When I listen to the anger, the repulsive name-calling, the indignant attitudes, the horrific threats, the unsubstantiated accusations, the dangerous proposals, the indifference to human life, the lack of concern for consequences, the undermining gossip, the pathetic finger-pointing, I wonder if these people have ever thought with any depth at all about humanity, felt the breezes of compassion, or caressed the soft promise of possibility, felt their eyes well up when a cello comes in at just the right moment.
We have leaders who have never walked through nature cast votes to destroy the environment. We have representatives who have never met people from Mexico who want to build a wall. We have organizations making a mockery of others’ inalienable right to life when they fight tooth and nail for weapons built for the sole purpose of ripping holes through the bodies of as many people as possible.

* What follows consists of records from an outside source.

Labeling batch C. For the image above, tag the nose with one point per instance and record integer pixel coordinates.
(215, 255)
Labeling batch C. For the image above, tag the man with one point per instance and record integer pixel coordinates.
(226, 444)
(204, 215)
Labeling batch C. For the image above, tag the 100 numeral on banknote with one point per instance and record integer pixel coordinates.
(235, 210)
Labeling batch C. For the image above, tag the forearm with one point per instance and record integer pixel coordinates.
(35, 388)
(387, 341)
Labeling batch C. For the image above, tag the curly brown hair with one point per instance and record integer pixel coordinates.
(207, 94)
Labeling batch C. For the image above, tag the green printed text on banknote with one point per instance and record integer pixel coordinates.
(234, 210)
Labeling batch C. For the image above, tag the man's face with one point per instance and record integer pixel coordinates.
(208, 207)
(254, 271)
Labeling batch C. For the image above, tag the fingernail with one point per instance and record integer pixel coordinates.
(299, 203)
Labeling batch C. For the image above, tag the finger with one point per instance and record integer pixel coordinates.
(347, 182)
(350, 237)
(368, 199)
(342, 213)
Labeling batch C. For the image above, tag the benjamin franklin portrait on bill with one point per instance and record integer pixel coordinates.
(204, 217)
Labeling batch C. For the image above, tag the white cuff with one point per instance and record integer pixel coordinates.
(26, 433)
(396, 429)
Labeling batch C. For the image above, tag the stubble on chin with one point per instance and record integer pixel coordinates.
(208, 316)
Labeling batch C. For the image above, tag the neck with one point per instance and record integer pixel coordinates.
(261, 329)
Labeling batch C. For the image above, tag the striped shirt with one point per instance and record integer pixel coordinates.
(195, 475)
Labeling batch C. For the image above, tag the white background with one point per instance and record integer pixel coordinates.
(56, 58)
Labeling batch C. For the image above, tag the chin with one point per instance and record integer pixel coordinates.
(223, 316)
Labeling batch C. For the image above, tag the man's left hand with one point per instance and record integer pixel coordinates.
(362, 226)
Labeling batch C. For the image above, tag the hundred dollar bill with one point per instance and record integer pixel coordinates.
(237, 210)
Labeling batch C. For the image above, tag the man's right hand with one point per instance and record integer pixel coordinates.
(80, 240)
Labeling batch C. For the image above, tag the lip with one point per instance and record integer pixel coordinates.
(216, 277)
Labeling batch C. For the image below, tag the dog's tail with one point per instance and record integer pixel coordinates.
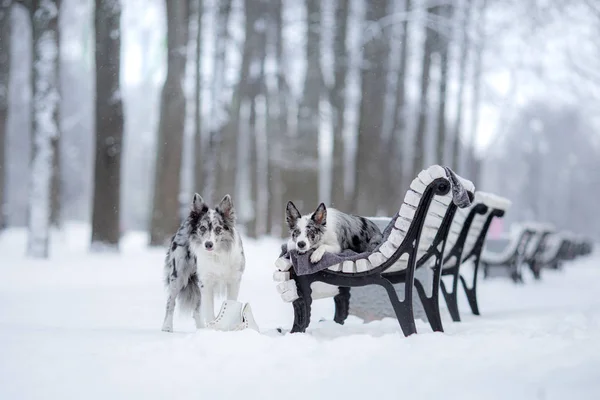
(189, 296)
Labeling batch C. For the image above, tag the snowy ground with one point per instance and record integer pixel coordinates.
(85, 326)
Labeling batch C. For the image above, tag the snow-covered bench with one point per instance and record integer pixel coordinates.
(536, 247)
(465, 244)
(515, 253)
(414, 238)
(556, 250)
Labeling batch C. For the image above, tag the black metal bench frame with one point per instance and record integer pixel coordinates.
(377, 276)
(451, 297)
(515, 260)
(533, 259)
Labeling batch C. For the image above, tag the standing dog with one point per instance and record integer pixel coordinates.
(330, 230)
(205, 255)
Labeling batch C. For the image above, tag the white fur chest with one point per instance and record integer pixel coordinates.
(227, 266)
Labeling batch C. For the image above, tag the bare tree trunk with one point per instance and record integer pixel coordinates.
(301, 174)
(5, 39)
(261, 149)
(277, 185)
(229, 133)
(443, 43)
(462, 81)
(199, 178)
(56, 199)
(395, 173)
(338, 101)
(429, 49)
(218, 115)
(369, 178)
(109, 125)
(46, 102)
(165, 206)
(477, 77)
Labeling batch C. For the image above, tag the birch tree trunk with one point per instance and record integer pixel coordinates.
(109, 125)
(280, 130)
(369, 177)
(218, 116)
(465, 44)
(165, 215)
(338, 101)
(199, 177)
(395, 170)
(429, 50)
(46, 100)
(5, 39)
(301, 174)
(443, 44)
(471, 164)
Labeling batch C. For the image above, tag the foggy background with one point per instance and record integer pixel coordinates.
(335, 101)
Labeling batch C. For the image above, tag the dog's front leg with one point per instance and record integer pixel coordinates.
(207, 305)
(316, 256)
(198, 315)
(168, 322)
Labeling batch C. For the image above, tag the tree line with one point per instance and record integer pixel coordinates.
(353, 135)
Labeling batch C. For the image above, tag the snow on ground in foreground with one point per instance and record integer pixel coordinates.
(87, 326)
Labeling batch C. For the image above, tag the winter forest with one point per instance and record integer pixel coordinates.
(114, 112)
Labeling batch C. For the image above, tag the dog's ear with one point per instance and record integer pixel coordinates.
(320, 215)
(198, 204)
(226, 209)
(292, 215)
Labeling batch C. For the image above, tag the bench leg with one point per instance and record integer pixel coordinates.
(403, 309)
(342, 305)
(471, 295)
(536, 269)
(471, 292)
(431, 304)
(302, 305)
(452, 297)
(515, 273)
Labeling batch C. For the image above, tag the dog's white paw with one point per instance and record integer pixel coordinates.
(316, 256)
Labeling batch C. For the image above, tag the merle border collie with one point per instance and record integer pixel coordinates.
(330, 230)
(205, 257)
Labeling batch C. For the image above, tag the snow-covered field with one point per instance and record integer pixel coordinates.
(87, 326)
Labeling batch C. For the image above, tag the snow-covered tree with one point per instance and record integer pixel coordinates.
(338, 100)
(218, 109)
(165, 204)
(109, 126)
(375, 67)
(46, 100)
(5, 31)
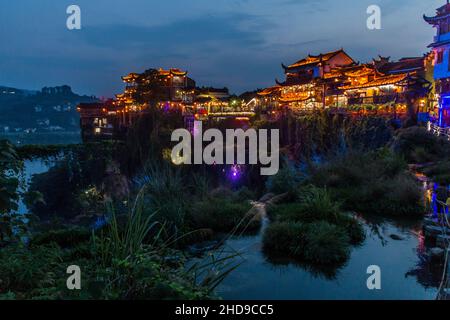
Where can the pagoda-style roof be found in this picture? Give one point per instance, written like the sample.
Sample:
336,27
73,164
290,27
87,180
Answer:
269,91
311,60
172,71
130,77
351,71
295,98
404,65
379,81
442,13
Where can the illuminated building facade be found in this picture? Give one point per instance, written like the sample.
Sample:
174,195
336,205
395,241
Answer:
166,89
441,49
335,81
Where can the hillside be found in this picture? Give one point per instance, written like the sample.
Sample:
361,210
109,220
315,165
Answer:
51,109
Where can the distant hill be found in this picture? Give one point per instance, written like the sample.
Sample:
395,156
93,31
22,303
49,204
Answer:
51,109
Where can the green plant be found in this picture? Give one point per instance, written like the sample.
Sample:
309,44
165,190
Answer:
326,244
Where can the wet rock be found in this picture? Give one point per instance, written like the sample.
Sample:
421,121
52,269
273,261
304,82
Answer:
396,237
267,197
277,199
436,252
442,241
203,247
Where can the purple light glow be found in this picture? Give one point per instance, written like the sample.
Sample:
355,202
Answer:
235,173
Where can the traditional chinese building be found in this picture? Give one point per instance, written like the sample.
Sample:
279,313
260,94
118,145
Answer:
167,89
440,122
334,80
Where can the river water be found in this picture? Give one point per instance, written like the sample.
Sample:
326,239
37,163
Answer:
405,271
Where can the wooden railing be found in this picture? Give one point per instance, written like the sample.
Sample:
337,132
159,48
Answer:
439,131
398,98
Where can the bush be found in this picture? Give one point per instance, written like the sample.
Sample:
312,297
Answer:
438,172
222,215
318,243
326,244
285,181
375,183
284,238
316,205
63,237
418,145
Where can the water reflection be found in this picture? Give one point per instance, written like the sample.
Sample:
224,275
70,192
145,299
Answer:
397,246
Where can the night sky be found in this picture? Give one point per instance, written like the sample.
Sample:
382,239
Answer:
235,43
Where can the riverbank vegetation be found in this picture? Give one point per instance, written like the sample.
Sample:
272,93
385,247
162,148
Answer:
128,217
312,229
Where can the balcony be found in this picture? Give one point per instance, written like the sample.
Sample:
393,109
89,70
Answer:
382,99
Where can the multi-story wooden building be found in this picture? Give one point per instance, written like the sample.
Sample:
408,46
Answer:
335,80
167,89
440,122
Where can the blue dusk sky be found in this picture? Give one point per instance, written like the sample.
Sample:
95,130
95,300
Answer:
235,43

This nation has misplaced its humanity. It has lost its sense of companionship. It has torn apart any remnant of unity that still existed. Our school system is failing, our environment is losing the battle against population growth, agriculture is losing to major corporations like Monsanto, small businesses are losing to conglomerates, and the post-911 generation is losing to its own lack of experience with hope, its lack of practice in compassion.
In my relatively small and insignificant world, taking a moment to breathe makes all the difference. Sometimes things spiral away from me and I’m not smart enough to understand it all. I don’t think many people are, though they might think differently, which only infuriates my already strained sense of peace.
So no wonder sometimes I like to escape, walk along the bay and understand again that no one has yet figured out how to steal the sunrise. And if there are soft breezes coming off the water and the occasional hawk happens by, I’ll put on some Nick Drake and lose myself in my own blissful ignorance. He’ll sing “and go play the game that you learnt from the morning” and in my mind I’ll be walking again in Spain, away from the deteriorating world.
Right now I’m at my desk working on chapter 18 of the Siberian book and listening to Drake. What a talent; his haunting voice and lyrics along with such subtle guitar work simply fill my soul with such peace; which is ironic since much of his work is filled with sorrow, as was he quite sorrowful until his youthful death. His music has walked me through some fire that’s for sure. I wish I could tell him, write him, but no. Other musicians’ music has done the same—Chapin, Denver, Fogelberg—and I can’t contact a single one to thank them for the perspective, for the right words at the right time—every one of them gone too soon. As for the music, I know most people know what I’m talking about no matter what artist works. It’s just that sometimes we need someone else to say the right thing, someone who values the romance in life and can take us, albeit briefly, somewhere else.
Most people understand this, but not all.
And right now I’m listening to Drake and working on chapter 18 and outside in an oak tree a mother and baby hawk are keeping close to their nest. I’m sure Mom’s the reason for the dove feathers near the birdbath. Near one of the crepe myrtle trees another dove is looking for seed, and I know the hawk sees her. It must be hard sometimes for the dove to survive.
I can hear the baby but Mom is on a different branch keeping one eye on the dove and the other on the young hawk as baby moves back and forth from branch to nest to a different branch to the nest again. Hawks seem to be above it all, disconnected to any concerns. Between the soft breeze coming in the screen, the small calls of the hawk, and Nick Drake’s melodic voice calling “A day once dawned, and it was beautiful,” I’m very much at peace. Then add to that how I’m now somewhere east of Irkutsk in a dining car drinking Baltika Beer and laughing with my son and some new friends. It is what I love about writing; I can at any time come to my desk and slide through that rabbit hole into wherever I want to go again. It seems more than ever we all need some escape, some perspective.
For me that escape is the writing, maybe the music.
Or the hawks; there’s something about the hawks.